In the 1991 USSR coup and subsequent protests we see a lot of pictures of people flying the tricolour Russian flag. How someone could get a Russian flag in the middle of the Soviet Union in such a short time?

by LordLoko
Kochevnik81

This is an interesting question and I'm going to say off the bat that I don't think I have a definitive answer, but I have some useful information.

The Supreme Soviet of the RSFSR approved the tricolor as the republic's flag on August 22, 1991: when the coup plot failed. Of course that doesn't explain the flag flown at the protest during the coup attempt.

I believe what OP is referring to is actually not a lot of pictures of different tricolor flags, but a lot of pictures of the same tricolor flag, namely the one that was flying at RSFSR President Boris Yeltsin's demonstration at the Council of Ministers building (also known as the Moscow White House) during the coup, as can be seen here. ETA - other commenters have come through with more evidence of other tricolors at protests, so what follows is information about the most widely-photographed flag.
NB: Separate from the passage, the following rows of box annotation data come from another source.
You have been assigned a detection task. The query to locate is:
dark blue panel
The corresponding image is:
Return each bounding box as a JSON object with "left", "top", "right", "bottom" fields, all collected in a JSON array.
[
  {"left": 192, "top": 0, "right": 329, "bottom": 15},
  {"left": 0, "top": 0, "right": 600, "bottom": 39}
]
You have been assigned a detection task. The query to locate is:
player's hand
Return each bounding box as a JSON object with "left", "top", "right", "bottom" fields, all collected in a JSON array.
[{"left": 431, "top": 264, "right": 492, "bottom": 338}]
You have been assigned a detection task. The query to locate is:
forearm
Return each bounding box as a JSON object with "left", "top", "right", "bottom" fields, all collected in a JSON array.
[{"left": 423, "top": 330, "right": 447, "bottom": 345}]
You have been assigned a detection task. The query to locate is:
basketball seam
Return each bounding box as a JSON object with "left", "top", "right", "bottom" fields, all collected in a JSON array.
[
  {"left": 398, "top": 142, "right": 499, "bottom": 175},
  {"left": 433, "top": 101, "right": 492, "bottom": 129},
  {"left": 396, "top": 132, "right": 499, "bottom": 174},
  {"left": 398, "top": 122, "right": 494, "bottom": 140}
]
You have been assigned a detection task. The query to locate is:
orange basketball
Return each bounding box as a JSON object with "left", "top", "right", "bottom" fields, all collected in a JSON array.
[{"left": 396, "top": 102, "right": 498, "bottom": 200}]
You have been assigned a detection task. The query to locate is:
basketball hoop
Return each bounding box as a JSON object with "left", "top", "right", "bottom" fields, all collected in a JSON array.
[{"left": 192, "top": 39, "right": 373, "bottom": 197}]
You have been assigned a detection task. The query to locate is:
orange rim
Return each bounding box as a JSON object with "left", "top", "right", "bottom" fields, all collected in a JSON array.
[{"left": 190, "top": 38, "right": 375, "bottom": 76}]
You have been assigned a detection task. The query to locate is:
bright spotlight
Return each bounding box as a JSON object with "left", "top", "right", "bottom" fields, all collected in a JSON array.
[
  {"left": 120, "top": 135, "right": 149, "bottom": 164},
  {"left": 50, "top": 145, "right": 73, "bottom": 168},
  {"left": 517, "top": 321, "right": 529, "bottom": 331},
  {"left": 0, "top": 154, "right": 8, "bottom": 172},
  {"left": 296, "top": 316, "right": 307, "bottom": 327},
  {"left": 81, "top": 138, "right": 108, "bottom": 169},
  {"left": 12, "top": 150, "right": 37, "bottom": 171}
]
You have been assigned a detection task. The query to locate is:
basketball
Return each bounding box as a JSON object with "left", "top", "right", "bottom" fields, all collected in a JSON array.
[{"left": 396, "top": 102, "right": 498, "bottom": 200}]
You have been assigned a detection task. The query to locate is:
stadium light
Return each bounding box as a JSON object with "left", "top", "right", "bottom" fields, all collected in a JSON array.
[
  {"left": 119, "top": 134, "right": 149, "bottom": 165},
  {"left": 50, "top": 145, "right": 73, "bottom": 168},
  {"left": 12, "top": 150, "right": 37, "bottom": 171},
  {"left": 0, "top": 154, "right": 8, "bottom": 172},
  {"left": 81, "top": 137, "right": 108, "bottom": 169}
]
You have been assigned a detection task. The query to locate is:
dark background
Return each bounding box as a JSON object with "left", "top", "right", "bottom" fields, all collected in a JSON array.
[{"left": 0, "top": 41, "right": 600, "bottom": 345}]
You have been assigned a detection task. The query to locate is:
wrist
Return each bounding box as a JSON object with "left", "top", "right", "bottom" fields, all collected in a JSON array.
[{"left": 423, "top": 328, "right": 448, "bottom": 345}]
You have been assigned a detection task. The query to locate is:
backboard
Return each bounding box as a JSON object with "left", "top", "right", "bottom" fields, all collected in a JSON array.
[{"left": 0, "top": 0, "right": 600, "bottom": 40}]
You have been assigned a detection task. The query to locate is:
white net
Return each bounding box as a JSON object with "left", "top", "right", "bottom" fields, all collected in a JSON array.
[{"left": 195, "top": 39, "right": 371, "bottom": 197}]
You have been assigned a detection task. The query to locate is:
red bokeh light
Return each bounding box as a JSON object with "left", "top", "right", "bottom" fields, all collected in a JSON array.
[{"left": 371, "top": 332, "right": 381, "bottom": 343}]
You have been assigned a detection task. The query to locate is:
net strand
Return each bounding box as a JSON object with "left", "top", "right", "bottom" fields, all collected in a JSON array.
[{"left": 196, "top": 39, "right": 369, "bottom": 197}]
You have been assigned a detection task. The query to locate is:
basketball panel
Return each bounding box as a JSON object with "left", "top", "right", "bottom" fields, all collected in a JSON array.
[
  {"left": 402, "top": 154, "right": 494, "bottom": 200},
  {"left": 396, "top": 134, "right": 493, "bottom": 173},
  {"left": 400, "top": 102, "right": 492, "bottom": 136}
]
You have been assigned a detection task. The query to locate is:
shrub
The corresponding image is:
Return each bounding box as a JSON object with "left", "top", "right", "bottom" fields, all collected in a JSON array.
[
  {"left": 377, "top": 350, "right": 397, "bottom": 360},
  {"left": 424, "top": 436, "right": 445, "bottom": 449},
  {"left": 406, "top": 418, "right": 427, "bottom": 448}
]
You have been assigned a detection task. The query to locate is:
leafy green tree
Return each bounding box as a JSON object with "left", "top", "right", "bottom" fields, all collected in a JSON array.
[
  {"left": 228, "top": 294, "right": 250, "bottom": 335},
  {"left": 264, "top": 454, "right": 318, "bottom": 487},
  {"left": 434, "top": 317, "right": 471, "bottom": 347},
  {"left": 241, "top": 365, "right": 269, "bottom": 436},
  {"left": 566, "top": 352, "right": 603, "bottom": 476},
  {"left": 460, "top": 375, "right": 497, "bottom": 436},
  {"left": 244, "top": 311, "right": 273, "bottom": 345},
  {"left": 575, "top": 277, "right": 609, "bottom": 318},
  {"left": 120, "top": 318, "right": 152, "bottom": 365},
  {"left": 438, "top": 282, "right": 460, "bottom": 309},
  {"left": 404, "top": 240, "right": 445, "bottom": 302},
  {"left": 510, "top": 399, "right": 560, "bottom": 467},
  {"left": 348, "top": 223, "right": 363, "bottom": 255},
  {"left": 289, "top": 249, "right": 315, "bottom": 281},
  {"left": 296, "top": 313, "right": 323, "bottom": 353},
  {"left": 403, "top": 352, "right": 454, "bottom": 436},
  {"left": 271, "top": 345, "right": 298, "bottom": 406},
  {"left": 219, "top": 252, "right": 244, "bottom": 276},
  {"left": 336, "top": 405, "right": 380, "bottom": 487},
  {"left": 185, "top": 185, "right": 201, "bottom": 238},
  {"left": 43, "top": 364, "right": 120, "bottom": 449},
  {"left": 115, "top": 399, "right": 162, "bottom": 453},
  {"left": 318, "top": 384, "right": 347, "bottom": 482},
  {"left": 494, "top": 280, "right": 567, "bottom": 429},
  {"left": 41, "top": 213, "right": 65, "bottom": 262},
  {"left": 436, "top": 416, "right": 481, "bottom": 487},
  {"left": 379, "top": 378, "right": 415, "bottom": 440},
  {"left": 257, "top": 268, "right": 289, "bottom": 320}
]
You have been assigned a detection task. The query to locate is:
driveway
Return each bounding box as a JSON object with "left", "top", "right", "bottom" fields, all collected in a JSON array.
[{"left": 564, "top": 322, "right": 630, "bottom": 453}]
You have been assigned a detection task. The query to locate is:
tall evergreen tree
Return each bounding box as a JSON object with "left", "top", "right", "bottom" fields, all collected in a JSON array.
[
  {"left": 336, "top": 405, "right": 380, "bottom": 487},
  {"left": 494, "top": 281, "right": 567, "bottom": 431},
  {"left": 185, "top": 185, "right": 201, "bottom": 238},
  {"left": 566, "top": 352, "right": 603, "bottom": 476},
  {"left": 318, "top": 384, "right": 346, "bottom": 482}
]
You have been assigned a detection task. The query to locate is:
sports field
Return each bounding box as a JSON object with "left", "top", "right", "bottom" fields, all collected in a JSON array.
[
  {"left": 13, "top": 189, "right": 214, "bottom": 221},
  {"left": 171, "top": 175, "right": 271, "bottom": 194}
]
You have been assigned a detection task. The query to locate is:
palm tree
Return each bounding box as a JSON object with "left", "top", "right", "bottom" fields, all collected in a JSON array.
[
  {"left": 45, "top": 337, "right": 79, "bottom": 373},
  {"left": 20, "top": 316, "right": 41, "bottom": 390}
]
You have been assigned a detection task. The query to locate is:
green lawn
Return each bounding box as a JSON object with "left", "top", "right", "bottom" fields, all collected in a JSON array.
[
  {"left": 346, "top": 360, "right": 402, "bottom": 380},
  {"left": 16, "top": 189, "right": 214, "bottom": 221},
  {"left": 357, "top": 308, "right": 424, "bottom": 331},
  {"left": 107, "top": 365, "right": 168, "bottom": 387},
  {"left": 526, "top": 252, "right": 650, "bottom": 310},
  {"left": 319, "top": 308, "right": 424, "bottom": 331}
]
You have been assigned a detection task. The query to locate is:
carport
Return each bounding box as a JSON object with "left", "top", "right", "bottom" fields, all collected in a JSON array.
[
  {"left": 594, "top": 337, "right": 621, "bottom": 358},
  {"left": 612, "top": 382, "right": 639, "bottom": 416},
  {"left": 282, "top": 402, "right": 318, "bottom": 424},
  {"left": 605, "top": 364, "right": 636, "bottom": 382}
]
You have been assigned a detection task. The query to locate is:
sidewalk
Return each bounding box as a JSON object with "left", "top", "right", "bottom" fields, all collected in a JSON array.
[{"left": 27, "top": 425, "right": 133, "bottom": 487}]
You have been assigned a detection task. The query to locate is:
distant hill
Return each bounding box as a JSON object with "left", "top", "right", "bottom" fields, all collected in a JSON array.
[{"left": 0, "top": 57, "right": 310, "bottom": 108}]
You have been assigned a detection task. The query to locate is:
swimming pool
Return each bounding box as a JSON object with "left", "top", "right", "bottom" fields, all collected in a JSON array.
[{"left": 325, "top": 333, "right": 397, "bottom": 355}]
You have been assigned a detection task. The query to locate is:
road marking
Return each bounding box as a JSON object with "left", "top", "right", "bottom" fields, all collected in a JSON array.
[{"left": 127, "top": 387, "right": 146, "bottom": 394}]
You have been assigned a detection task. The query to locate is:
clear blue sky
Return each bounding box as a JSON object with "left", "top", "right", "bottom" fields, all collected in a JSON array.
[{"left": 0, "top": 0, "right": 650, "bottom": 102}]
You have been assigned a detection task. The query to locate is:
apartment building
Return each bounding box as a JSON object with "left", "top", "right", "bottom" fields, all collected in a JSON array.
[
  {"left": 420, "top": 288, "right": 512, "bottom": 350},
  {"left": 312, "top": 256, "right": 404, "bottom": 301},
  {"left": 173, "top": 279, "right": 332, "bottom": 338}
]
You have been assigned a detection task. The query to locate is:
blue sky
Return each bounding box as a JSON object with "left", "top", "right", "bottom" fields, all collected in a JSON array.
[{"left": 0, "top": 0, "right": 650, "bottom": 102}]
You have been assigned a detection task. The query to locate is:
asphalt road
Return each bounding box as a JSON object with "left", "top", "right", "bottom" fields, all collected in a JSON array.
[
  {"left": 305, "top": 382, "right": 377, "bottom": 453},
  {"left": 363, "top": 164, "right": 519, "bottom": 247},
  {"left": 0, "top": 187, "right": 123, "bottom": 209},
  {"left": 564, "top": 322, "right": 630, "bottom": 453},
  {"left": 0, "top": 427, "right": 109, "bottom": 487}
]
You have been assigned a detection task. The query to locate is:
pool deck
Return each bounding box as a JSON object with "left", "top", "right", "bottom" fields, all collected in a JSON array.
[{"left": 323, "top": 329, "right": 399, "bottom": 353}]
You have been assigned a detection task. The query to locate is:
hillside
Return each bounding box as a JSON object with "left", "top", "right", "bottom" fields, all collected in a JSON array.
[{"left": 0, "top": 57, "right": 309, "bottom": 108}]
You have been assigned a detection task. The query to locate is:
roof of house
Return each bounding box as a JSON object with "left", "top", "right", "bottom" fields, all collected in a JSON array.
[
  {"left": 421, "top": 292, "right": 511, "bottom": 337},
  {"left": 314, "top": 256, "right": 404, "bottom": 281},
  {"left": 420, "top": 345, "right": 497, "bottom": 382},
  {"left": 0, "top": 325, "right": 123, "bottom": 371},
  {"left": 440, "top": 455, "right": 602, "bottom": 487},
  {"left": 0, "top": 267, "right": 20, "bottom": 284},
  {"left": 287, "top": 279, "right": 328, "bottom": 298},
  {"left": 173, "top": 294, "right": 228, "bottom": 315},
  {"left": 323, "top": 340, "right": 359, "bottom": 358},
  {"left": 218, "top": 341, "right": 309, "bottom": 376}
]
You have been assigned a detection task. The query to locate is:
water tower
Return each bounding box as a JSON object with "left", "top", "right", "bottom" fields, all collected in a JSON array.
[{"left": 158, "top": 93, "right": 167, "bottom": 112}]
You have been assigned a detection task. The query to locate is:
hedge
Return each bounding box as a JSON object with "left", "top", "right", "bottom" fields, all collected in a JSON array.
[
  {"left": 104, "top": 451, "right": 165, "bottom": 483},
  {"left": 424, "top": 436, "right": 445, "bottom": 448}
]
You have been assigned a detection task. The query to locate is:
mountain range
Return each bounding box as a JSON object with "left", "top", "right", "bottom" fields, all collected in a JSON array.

What's interesting about this flag is that it was actually made by artists Konstantin Zvezdochetov and Andrei Filippov for an art installation. Zvezdochetov attended the protests on August 19 and brought the flag along with him (apparently to protect himself from the wind while protesting), and then donated it to the protestors. So it's a little bit of an accident and some artistic coincidence that this flag was at a protest and then prominently used on the barricades, and then captured on video and in photos by the world media.

It's not the first or only time a tricolor flag was used like that as an official protest, however: Gary Kasparov apparently said he would play in New York under a Russian tricolor rather than the Soviet flag in October 1990, but I can't find photographic evidence one way or another as to whether a tricolor was actually used at the chess match in question.

ETA - believe it or not I do have an actual peer-reviewed source for this tidbit, namely Svetlana Boym's Common Spaces: Mythologies of Everyday Life in Russia.